O Professor Luiz Gonzaga de Mello Belluzzo, fundador da FACAMP e da UNICAMP, reconhecidamente um dos maiores economistas brasileiros, analisa a situação do mercado de trabalho.

O Professor Luiz Gonzaga de Mello Belluzzo, fundador da FACAMP e da UNICAMP, reconhecidamente um dos maiores economistas brasileiros, analisa a situação do mercado de trabalho.

Há hoje no Brasil cerca de cinco milhões de estudantes universitários. A economia tem crescido lentamente nos últimos vinte e cinco anos, criando poucos empregos de qualidade. Numa época de inflação de diplomas, só os muito bem formados alcançam o sucesso profissional. O Professor Luiz Gonzaga de Mello Belluzzo, fundador da FACAMP e da UNICAMP, reconhecidamente um dos maiores economistas brasileiros , analisa a situação do mercado de trabalho

Como está a situação do mercado de trabalho?
LGB – Todos hoje têm consciência de que o mercado de trabalho está muito competitivo. Milhares de jovens profissionais saem todo ano em busca do primeiro emprego. E há poucos empregos de qualidade sendo oferecidos.

Pode-se dizer que o vestibular para o mercado de trabalho é muito mais difícil do que o vestibular para a entrada no ensino superior?
LGB – Sem nenhuma dúvida. Só os melhores entram com o pé direito no mercado de trabalho e têm perspectivas de êxito profissional. E não só em termos
financeiros. Mas também em termos do exercício de um trabalho interessante, criativo e pessoalmente gratificante.

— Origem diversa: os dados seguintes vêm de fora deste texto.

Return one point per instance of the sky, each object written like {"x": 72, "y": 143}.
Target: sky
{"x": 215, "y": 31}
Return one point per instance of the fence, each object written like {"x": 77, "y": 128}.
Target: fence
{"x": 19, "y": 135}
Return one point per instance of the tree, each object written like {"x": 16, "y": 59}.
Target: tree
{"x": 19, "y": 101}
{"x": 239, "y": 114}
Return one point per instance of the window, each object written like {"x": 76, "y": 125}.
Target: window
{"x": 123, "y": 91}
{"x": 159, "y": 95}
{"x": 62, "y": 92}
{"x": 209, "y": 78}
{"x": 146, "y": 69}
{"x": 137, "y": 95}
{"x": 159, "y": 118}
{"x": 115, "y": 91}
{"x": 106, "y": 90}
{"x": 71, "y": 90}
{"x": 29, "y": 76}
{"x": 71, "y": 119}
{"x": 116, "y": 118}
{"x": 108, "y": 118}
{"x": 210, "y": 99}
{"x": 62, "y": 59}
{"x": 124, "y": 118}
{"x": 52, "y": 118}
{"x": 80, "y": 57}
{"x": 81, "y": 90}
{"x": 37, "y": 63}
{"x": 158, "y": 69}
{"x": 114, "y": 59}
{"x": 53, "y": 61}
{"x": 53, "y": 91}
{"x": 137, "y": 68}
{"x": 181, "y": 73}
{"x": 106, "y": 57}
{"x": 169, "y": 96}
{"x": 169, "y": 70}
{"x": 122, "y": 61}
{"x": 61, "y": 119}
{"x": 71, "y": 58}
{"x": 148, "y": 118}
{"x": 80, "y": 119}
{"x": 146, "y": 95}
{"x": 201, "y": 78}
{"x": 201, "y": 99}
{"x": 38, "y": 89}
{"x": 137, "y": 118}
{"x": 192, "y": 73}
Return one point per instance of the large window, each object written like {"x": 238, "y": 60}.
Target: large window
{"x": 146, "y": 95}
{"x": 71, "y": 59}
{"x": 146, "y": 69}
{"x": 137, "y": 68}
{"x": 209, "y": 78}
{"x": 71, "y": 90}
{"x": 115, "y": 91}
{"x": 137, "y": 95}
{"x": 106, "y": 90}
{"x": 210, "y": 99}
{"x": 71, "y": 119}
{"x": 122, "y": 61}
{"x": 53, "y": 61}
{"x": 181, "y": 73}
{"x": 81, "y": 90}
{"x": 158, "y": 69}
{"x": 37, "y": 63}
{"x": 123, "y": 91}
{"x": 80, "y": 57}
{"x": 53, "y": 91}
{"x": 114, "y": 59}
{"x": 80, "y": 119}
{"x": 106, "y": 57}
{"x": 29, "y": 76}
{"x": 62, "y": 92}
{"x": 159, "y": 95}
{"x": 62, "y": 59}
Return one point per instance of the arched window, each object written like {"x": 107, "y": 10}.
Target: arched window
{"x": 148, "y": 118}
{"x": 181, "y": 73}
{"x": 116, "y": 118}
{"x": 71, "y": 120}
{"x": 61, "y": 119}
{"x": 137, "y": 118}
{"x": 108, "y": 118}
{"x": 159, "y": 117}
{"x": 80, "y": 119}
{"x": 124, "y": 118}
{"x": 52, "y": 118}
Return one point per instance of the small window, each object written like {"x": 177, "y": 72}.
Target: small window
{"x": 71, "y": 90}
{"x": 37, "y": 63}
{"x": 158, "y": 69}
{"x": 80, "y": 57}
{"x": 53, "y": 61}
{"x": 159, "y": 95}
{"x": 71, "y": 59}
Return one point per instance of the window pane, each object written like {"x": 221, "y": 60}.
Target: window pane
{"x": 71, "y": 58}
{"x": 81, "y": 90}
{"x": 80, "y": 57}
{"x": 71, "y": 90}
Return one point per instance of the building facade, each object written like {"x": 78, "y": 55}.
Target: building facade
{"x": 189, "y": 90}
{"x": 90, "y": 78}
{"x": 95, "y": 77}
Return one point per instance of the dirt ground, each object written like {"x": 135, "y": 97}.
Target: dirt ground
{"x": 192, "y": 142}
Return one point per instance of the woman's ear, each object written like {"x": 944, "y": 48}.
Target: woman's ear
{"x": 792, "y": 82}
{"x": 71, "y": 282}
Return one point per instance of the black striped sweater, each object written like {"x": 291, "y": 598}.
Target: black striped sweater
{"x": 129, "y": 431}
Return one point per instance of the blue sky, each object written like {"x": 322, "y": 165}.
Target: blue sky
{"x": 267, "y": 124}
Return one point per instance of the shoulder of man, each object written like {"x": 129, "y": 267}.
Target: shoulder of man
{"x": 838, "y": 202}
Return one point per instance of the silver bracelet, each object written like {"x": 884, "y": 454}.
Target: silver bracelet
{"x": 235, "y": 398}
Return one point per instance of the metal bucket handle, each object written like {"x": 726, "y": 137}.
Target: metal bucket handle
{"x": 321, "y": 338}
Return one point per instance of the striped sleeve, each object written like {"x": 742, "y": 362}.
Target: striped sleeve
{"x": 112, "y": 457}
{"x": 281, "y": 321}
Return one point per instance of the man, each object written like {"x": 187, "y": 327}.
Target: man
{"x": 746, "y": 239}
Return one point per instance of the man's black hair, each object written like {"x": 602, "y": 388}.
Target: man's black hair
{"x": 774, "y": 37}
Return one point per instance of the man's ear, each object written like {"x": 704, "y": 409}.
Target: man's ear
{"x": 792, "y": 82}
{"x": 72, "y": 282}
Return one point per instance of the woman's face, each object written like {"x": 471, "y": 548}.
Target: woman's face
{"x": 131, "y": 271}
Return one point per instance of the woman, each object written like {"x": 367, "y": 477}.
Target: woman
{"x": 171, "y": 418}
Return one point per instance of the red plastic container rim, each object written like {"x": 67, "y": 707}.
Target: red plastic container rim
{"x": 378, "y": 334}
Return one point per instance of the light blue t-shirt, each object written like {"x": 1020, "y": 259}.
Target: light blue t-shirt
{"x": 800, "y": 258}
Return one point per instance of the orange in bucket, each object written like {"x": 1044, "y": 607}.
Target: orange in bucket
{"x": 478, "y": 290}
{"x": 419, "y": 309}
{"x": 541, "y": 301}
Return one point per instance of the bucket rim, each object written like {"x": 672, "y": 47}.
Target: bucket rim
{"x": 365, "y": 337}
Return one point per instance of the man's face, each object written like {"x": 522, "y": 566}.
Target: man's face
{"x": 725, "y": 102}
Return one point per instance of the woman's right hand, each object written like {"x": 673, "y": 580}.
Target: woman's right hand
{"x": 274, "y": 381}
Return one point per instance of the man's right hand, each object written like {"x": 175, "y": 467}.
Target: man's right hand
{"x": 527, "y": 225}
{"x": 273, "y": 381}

Quais são as principais portas de entrada no mercado de trabalho?
LGB – Para entrar na grande empresa nacional ou multinacional, os concursos para trainee. Para alcançar um bom emprego no governo, os concursos públicos. O jovem profissional pode ainda abrir seu próprio negócio ou trabalhar na empresa familiar.

Como são os concursos para trainee de grandes empresas?
LGB – Em primeiro lugar, são muito concorridos. Há dez, vinte, trinta mil candidatos para muito poucas vagas, digamos, dez ou quinze. Em geral, esses concursos começam com provas de língua portuguesa e inglesa, de lógica e de conhecimentos do Brasil e do mundo atuais. Passam, em seguida, a uma avaliação da formação profissional e culminam em dinâmicas de grupo. As dinâmicas de grupo avaliam certas qualidades do candidato: iniciativa, liderança e capacidade para trabalhar em grupo, competência para pensar e resolver problemas concretos.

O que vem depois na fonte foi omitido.